Remedy 4: Education of Designers

Design curricula simply must include both techniques for and practice at understanding users’ needs and desires.6

In a classic and durable 1985 paper, Gould and Lewis enunciated three design principles, giving first place to understanding users and their tasks by “direct contact from the outset.” They found many designers who thought they were doing this when in fact they were hearing or reading about them, examining user profiles, “presenting,” “reviewing,” or “verifying” designs with users late in the process.7

Implementation experience in the machine shop, at the job site, actually building the software, is just as crucial for the designer’s education.

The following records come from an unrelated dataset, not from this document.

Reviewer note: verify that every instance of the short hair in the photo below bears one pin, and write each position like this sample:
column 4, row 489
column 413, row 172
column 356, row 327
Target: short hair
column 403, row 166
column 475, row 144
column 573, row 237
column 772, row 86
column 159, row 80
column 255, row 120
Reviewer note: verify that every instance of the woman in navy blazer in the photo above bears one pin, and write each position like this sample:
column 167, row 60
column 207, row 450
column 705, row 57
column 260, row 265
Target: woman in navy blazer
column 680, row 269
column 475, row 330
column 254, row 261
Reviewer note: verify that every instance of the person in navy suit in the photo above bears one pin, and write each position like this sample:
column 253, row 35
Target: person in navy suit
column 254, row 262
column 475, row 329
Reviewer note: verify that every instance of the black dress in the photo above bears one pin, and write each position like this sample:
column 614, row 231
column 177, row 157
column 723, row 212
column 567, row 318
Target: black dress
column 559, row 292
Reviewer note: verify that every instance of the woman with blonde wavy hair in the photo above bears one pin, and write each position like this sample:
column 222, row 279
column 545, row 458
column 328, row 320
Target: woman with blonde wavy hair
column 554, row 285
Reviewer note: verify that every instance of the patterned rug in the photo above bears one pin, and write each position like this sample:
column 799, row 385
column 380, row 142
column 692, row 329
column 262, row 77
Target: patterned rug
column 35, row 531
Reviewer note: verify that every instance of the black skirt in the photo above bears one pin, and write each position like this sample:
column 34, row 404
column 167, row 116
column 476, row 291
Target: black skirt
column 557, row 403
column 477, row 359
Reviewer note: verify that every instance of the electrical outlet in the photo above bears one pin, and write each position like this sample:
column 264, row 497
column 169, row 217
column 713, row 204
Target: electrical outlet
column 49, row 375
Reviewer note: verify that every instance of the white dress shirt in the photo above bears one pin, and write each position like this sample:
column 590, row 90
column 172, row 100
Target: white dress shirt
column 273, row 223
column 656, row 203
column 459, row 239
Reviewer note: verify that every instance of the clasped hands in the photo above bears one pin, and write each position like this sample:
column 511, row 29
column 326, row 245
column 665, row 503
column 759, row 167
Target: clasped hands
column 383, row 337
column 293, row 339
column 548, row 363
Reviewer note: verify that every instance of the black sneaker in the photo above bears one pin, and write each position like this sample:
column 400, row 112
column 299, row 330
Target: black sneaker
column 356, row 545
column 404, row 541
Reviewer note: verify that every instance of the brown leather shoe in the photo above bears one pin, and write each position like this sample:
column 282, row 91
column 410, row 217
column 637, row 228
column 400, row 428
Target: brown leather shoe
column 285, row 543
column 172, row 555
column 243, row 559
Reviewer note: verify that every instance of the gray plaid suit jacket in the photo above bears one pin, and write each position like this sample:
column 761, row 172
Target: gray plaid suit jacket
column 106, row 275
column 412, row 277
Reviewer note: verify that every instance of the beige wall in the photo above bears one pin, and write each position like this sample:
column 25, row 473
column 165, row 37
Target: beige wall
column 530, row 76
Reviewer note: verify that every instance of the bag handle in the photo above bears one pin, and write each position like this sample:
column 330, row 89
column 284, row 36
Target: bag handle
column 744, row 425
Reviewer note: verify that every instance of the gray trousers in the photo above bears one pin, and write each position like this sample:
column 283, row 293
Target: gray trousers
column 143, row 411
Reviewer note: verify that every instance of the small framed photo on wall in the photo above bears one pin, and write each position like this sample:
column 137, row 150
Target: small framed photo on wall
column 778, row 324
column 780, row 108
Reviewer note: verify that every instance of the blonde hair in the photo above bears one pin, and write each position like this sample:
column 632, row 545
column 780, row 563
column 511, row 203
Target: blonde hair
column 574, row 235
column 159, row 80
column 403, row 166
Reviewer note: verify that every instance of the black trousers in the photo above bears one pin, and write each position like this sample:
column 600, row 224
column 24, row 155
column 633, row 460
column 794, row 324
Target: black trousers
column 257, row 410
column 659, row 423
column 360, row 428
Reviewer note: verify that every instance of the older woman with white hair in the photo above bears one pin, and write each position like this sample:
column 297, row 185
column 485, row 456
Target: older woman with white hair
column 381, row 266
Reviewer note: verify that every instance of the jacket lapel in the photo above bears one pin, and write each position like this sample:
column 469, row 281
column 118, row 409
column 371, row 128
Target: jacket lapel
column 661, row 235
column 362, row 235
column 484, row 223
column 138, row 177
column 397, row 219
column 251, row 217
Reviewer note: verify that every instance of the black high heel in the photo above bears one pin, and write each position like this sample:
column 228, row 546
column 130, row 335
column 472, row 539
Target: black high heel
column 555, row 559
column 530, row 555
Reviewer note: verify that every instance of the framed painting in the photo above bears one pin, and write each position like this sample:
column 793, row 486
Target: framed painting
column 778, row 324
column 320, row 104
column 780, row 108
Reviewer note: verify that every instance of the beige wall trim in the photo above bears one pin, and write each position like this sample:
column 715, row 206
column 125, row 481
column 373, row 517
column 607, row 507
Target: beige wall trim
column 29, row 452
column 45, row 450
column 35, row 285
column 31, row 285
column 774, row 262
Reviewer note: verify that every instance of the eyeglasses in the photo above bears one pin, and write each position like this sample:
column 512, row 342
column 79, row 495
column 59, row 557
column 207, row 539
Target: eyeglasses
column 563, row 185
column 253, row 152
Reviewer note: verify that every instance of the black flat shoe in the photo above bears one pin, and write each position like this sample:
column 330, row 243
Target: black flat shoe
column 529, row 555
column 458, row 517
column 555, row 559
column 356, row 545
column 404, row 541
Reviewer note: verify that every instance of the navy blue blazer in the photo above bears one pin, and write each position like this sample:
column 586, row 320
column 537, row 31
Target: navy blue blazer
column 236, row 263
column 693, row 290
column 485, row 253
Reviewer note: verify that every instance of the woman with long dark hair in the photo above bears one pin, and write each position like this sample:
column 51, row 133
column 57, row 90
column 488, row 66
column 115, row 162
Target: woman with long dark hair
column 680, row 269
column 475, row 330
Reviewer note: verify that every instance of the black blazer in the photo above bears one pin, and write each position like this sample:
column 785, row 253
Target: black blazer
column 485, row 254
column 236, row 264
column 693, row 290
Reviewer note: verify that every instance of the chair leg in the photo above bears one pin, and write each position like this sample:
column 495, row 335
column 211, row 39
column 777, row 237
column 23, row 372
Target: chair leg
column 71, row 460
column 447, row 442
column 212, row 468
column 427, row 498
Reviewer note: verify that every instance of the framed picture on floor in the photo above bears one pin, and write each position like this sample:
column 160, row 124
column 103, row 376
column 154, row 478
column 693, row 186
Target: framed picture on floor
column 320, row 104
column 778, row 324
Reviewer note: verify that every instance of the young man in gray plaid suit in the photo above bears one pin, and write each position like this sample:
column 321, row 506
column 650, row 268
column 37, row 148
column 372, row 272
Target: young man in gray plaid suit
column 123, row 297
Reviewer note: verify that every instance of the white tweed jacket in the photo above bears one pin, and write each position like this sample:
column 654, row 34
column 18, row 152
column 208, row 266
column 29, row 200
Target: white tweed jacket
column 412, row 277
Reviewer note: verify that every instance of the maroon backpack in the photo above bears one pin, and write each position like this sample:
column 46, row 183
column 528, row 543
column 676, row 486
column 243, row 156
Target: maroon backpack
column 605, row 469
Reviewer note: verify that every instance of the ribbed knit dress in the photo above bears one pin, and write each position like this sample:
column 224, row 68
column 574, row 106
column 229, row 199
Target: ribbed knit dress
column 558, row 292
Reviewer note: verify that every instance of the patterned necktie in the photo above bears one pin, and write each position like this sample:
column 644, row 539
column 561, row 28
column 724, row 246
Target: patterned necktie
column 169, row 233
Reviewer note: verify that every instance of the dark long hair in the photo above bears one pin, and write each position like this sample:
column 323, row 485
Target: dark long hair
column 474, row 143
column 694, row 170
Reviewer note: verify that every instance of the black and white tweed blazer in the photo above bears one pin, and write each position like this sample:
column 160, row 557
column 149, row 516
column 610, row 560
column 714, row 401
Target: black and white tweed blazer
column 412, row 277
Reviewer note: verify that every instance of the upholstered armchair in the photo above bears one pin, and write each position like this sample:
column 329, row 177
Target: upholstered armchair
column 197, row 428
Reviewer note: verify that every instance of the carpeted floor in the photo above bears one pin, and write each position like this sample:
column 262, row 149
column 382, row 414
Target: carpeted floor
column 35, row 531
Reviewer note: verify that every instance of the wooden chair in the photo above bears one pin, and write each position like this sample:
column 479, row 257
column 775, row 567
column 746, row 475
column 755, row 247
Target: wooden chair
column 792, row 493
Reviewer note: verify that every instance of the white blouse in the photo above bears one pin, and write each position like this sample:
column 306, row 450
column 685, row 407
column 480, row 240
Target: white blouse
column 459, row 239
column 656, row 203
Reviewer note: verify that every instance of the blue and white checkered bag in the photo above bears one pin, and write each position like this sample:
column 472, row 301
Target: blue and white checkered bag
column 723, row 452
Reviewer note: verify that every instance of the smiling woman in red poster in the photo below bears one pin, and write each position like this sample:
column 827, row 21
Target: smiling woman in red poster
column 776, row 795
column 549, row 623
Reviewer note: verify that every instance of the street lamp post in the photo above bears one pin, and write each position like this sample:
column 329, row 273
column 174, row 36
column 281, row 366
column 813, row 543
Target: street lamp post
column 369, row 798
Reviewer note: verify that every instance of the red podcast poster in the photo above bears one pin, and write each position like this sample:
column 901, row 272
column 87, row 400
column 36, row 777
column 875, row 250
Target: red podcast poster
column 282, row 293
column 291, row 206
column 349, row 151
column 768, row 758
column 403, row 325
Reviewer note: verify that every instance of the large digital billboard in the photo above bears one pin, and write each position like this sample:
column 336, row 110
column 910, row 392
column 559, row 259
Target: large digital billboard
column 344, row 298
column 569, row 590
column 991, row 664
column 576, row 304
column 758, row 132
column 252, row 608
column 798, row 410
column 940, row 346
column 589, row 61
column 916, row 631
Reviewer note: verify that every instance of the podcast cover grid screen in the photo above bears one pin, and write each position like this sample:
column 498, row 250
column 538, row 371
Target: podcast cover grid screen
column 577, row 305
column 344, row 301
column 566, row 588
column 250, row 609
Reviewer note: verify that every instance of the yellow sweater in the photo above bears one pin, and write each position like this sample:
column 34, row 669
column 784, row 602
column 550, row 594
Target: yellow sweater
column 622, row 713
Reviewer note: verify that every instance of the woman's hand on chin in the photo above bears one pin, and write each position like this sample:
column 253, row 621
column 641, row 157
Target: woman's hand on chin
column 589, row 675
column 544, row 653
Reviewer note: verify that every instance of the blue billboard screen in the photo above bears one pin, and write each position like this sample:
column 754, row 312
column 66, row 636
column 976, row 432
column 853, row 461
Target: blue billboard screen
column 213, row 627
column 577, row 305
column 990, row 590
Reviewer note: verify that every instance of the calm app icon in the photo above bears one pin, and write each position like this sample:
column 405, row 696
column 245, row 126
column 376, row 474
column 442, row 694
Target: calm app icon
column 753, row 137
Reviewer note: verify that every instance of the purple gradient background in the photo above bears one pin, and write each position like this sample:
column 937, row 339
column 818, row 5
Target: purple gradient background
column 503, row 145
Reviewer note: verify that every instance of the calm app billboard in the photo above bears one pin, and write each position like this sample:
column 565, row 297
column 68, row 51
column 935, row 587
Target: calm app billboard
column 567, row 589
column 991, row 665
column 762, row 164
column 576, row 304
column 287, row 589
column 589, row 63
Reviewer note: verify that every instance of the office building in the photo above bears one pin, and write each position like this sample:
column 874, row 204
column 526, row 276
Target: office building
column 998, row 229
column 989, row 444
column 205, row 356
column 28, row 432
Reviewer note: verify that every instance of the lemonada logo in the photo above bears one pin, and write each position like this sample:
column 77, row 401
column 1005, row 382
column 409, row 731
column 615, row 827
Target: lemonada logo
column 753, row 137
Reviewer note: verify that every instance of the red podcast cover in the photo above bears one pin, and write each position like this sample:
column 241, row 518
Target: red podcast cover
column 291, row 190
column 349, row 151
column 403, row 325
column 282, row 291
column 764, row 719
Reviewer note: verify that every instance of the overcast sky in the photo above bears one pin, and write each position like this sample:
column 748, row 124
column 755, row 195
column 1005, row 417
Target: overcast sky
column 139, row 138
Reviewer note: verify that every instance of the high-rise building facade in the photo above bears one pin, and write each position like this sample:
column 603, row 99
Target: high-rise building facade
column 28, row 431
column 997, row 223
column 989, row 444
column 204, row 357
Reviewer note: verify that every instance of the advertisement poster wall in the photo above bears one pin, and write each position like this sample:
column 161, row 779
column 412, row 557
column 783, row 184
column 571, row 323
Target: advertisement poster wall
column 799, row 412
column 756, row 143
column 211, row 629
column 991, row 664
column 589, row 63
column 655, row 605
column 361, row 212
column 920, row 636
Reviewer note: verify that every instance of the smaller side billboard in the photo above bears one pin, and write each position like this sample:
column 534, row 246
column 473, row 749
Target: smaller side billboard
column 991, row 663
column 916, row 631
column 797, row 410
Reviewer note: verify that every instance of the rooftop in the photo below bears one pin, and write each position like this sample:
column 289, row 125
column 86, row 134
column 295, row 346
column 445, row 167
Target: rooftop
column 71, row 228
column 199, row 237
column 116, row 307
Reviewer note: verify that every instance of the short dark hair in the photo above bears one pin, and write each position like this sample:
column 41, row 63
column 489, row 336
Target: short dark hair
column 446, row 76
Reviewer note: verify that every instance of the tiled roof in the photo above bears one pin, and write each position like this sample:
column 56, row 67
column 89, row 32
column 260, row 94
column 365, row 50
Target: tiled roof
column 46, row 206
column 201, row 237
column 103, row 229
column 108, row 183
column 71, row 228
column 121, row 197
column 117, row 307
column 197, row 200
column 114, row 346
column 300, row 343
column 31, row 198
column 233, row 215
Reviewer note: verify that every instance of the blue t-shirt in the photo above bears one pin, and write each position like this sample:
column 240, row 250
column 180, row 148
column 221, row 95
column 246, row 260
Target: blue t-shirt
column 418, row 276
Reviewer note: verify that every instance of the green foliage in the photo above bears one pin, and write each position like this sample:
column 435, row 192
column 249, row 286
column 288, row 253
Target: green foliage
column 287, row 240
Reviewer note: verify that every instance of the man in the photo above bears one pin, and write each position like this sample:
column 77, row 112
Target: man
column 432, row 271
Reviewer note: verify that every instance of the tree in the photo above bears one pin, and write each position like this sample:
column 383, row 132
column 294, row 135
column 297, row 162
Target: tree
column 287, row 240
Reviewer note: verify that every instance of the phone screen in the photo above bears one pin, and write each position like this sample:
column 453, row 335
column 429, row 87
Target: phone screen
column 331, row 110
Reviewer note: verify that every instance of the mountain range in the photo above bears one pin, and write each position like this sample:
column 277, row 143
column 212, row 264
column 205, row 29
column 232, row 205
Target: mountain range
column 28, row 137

The students’ needs for direct user contact and actual implementation experience argue strongly for more project courses and experiences, even at the expense of book learning. Analytical techniques and formal synthesis methods are necessary tools, but advanced methods can be self-taught when needed. Gut instincts are harder to acquire. Today’s design curricula must reckon with the divorce of design and make strenuous efforts to introduce the young designer to the real worlds of implementation and use.

Notes and References

1. Ettlinger [2007], Twinkie, Deconstructed.

2. And listened to the sounds. I share Grady Booch’s nostalgia: “I miss the sounds that old computers made. I could tell what my program was doing by the sound the computer made.”

3. Codd [1959], “Multiprogramming STRETCH.”

4. Kruchten [1999], “The software architect and the software architecture team.” He further reports, “Some balked, sensing a waste of time, but were later amazed at how much it helped them do their jobs.”

5. Mills [1971], “Top-down programming in large systems.”

6. In some 22 offerings of a software engineering laboratory course, I have found it necessary and possible to solicit outside users, with whom student teams must work, and whom they must satisfy. The users have to commit time for weekly meetings with the team, in return for which they may get usable prototype software. I ask for projects that would be useful if successful but not necessary. The student team must be allowed to fail.

7. Gould [1985], “Designing for usability”: “These principles are: early and continual focus on users; empirical measurement of usage; and iterative design.”